Tommy Archuleta

3 Poems

Bone Loitering Outside the Chapel Doors  

These cuts this side of icedover no god will touch. 

Cuts immune to time, oxygen, macrophage. 

Love wrote the laws of grief and loss, he thought. 

 

Outside, the mums recited the hour’s closing 

canticle and antiphon as the eldest elms refused 

the pleas for more sugar from those ill and fast dying. 

As if living alone long enough might somehow speed 

the arrival of someday. As if the act of falling itself

weren’t a facet of wound and wounding both. 

Bone Burying More Found Photos 

You dusting the bay window in sling backs and nothing else.

You setting down a fingerbowl of dead flies on the porch “for Jehovahs.” 

You leading the choir in Be Not Afraid, pantyless.  

You sauntering down the main aisle, stilettos in hand, post-holy communion.  

You on the bench by the pond, parked-out and pissy.  

You posing on the hood of a cop car off Central, traffic backed up to The Apolo. 

You holding a born-curious child up to squeeze the nose of a street clown. 

You shooting up in the stairwell of the Imperial Hotel. 
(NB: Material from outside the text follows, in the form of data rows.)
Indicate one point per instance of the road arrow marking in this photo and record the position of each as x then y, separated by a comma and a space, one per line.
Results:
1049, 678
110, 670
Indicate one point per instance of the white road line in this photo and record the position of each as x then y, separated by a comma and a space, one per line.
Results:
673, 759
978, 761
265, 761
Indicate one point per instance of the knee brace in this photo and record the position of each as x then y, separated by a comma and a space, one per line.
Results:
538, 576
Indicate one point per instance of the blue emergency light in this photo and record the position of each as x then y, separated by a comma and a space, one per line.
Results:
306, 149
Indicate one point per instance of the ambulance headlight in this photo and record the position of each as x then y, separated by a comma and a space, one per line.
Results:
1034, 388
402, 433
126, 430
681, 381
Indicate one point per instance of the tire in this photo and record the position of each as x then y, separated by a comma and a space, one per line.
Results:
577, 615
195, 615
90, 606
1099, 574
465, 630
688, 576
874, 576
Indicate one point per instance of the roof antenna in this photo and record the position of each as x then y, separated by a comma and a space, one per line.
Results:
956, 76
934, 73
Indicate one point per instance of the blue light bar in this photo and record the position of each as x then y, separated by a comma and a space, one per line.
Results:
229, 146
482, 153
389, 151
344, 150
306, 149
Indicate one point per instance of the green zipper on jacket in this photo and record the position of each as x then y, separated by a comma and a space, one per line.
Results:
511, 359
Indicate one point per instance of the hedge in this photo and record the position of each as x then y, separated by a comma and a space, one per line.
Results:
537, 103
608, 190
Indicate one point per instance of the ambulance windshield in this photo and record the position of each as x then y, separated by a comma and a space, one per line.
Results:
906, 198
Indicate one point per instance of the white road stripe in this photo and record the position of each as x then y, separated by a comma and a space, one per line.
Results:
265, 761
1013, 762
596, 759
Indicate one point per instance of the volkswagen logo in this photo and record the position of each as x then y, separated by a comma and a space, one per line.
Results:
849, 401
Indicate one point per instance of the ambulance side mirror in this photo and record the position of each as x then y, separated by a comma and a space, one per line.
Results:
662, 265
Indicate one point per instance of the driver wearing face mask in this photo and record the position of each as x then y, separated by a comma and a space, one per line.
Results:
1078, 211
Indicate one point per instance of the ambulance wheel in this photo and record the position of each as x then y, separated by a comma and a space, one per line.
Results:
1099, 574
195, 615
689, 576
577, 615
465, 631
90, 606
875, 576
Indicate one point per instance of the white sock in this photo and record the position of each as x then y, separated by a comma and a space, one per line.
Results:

You staring into the silverware drawer for half an hour, maybe more. 

You, a coiled blue wire on the bed you swore shook when alone. 

You up, finally, and staring out the bedroom window for the first time in months. 

A plank of moonlight I swear wasn’t there before dissecting the floor.  

Bone Canto 

Nothing but the purling of White Throats. 

How worn their stolen breviaries.   

How bloodied and 

tattered my own, wherever it is. 

φ

Why not pick mint leaves later tonight

by the moon’s gaze. 

Burn them on the chapel steps. 

Forget the river’s edge—we’re not that sick. 

Anyway, what business 

have I singing this far into winter. 

φ

Involving Saint Anthony is never pretty. 

Hopelessly tone-deaf,

he, too, was born out in the open.

Clicking his tongue. Eyes

darting yet patient as a double bitted axe.  

φ

More white crows! 

With my luck, I’ll come back as the one 

locked on whatever’s laying 

on its side out there, half 

alive, half a smokey, semisilent spell.  

Bio

Tommy Archuleta works as a mental health therapist for the New Mexico Corrections Department. Most recently his work has appeared in the New England Review, Laurel Review, Lily Poetry Review, The Cortland Review, Guesthouse, and the Poem-a-Day series sponsored by the Academy of American Poets. Susto, his full-length debut collection, published by the Center for Literary Publishing, is featured in the November/December 2023 issue of Poets & Writers as part of the magazine’s annual, 5 Over 50, column. Archuleta is also Poet Laureate of Santa Fe slated to serve throughout 2024 and 2025 respectively.